Aunt Billy from the Disney film Meet the Robinsons said, “From failing, you learn. From success, not so much”.
Since our resources for this module ended with our supplemental reading of the term failure and what it means to learning, this was the one that stuck with me.
Success Magazine recognizes the value of failure in attaining success; in fact, the sweetest victory is one which was most difficult to attain. We have all heard of the failures of Michael Jordan (and his hundreds of failed shots), Thomas Alba Edison (this is so cliche, right?), Henry Ford, the Wright brothers, Walt Disney, and many others.
Unlike Edison and his comrades mentioned above, a lot of us veer away from failure. We are bent on not failing that we no longer aim for the highest form of success. This ends up in mediocrity since missteps are highlighted and miscalculations laughed at.
Here lies the mistake. We have always been wrong about what it means to be not right. The human capacity to err is not a sign of inferiority in one’s intellect but is actually a step towards cognition.

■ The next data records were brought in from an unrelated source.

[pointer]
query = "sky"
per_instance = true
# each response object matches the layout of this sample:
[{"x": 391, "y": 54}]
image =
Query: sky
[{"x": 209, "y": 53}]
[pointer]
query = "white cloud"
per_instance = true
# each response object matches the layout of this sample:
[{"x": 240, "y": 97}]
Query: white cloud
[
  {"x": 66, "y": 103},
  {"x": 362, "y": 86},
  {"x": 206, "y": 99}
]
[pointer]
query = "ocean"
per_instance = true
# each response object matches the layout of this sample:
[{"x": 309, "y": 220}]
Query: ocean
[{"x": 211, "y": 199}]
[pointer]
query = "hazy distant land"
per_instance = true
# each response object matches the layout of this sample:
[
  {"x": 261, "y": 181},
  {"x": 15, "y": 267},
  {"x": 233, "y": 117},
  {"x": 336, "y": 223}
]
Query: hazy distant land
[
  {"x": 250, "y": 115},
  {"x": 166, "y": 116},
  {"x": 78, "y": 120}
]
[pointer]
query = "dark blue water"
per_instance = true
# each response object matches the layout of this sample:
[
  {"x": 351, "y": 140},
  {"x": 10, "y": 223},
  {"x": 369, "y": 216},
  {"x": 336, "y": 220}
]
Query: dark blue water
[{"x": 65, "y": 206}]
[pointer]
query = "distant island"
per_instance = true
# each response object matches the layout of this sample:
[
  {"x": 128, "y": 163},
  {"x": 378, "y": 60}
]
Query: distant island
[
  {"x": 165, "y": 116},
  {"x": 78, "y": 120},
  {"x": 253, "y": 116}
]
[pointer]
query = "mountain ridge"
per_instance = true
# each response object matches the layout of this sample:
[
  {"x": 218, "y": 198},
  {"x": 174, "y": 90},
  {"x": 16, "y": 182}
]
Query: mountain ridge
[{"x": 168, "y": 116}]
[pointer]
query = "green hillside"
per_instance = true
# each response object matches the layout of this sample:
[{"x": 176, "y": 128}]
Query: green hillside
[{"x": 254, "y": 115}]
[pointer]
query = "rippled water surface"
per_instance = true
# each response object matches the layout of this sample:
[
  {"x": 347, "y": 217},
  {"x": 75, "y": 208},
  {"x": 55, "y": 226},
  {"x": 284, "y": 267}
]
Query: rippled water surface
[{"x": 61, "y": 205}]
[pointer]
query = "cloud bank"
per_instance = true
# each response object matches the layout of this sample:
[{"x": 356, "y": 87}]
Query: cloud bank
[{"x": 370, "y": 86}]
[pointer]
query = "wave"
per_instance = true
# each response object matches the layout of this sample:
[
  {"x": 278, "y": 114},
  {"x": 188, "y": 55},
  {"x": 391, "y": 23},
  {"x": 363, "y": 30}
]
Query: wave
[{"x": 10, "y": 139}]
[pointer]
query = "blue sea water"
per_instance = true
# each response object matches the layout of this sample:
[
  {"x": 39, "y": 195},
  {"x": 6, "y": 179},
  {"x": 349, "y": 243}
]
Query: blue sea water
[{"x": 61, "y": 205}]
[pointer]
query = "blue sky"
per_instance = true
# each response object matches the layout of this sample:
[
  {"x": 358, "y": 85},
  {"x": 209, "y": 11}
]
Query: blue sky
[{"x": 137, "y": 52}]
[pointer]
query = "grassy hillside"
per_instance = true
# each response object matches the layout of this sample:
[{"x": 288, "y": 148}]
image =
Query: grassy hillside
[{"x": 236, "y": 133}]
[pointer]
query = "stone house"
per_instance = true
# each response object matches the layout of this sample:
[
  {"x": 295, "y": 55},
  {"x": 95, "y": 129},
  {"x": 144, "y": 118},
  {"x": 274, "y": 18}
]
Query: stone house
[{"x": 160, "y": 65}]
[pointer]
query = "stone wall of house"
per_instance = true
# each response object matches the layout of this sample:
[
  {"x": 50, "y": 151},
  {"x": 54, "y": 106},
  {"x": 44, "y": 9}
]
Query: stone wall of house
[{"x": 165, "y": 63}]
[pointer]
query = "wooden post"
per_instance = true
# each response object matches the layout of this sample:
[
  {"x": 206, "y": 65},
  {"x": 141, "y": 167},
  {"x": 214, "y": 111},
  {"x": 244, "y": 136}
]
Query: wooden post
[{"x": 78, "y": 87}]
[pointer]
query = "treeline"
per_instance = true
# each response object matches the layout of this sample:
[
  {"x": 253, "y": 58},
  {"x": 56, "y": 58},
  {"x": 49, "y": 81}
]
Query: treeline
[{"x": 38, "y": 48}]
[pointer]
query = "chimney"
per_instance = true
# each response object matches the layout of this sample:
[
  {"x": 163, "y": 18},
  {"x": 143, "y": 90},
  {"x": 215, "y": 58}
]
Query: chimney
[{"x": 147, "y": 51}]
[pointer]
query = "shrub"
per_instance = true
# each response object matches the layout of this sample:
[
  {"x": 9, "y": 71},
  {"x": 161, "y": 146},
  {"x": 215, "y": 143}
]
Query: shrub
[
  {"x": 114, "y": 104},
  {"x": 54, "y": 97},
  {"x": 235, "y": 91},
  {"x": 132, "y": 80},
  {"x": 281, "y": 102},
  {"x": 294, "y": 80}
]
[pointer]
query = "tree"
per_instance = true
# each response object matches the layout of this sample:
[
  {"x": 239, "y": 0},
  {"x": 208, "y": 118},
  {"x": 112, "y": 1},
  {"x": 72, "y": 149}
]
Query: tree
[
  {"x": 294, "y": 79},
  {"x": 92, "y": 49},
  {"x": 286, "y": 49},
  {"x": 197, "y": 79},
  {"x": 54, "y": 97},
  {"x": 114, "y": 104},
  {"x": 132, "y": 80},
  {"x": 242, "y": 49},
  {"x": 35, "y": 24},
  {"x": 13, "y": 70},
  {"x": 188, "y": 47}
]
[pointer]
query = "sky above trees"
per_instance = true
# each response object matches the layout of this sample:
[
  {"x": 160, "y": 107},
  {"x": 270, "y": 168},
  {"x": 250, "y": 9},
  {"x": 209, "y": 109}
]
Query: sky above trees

Okay, failure isn’t always bad. It is actually inevitable and is oftentimes good when one is in the process of learning. While no one likes the word failure – I don’t like it, I’m sure no one on the face of the earth does – but it is inevitable if we want to learn more deeply, more comprehensively.
Try counting the number of setbacks that you’ve had in college life. If you have never failed then, chances are, you have not tried hard. Failure is no less than the refiner’s fire. The greatest philosophers, doctors, inventors, teachers and politicians in history have failed and they have failed often.
Failure should be seen as an opportunity to grow and never as loss or deficit. It is a tool that will help one recognize why failure occurred and how one can rise from it. It pays to ask oneself some questions during failure –
- What caused the failure?
- How can I turn this failure into success?
- What steps do I need to take to try all over again?
- How do I ensure that I will now do more intelligently?
Failure can also help a learner build his character. It can be a strong motivator that will consistently prod you to move forward.
Let us remember, fellow classmates, that success is given to those who are ready to take it and this takes determination, willpower, grit and, yes, intelligence, too.